RustMentor-1.7B-LiteRT

RustMentor-1.7B-LiteRT is a 1.7B-parameter Qwen3-based model fine-tuned for Rust programming education and code review. This repository hosts the LiteRT (.tflite) format for on-device Android inference with GPU/NPU acceleration.

For the LoRA adapter, see rust-mentor-1.7b. For GGUF (llama.cpp/Ollama), see rust-mentor-1.7b-GGUF.

Model Description

  • Base Model: Qwen/Qwen3-1.7B
  • Model Type: Causal LM (code tutoring + review)
  • Parameters: 1.7B
  • Context Length: 2048 tokens
  • Fine-tuning: QLoRA (r=16, alpha=16) with Unsloth optimization
  • Format: LiteRT .tflite (dynamic INT8 quantization)
  • License: Apache 2.0
  • Language: English, Rust code

Why LiteRT?

LiteRT (formerly TFLite) is Google's on-device ML framework.
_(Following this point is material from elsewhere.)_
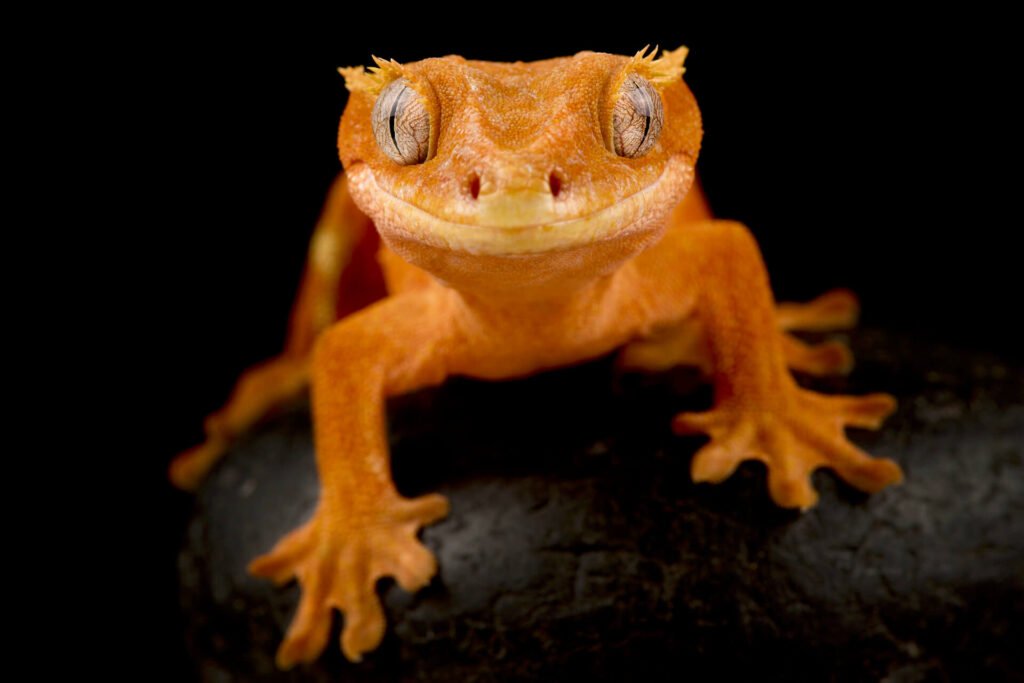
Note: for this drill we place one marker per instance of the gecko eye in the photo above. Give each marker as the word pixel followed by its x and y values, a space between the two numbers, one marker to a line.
pixel 401 124
pixel 636 118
Compared to GGUF/llama.cpp:

  • GPU/NPU acceleration via NNAPI on Android (Tensor G3, Snapdragon, etc.)
  • 2-3x faster inference on Pixel 8 Pro vs CPU-only GGUF
  • Native Android SDK β€” no JNI wrapper needed
  • KV cache optimized for mobile memory constraints

What It Is Good At

  • Explaining Rust ownership, borrowing, and lifetimes with Go/Python/TS comparisons
  • Code review with borrow checker explanations
  • Error handling patterns (Result, Option, ?, thiserror, anyhow)
  • Async/await and Tokio patterns
  • Smart pointers (Box, Rc, Arc, RefCell)
  • Pattern matching and enum-based design
  • Trait-based architecture and generics
  • Type conversions (From, Into, AsRef, Deref)
  • Serde & JSON serialization
  • CLI tooling with clap
  • Cargo project structure, modules, and workspaces
  • Testing patterns and documentation

Intended Uses

Primary: Offline Rust programming tutor on Android (Pixel 8 Pro tested) via RustSensei app or Google AI Edge Gallery, with GPU/NPU-accelerated on-device inference.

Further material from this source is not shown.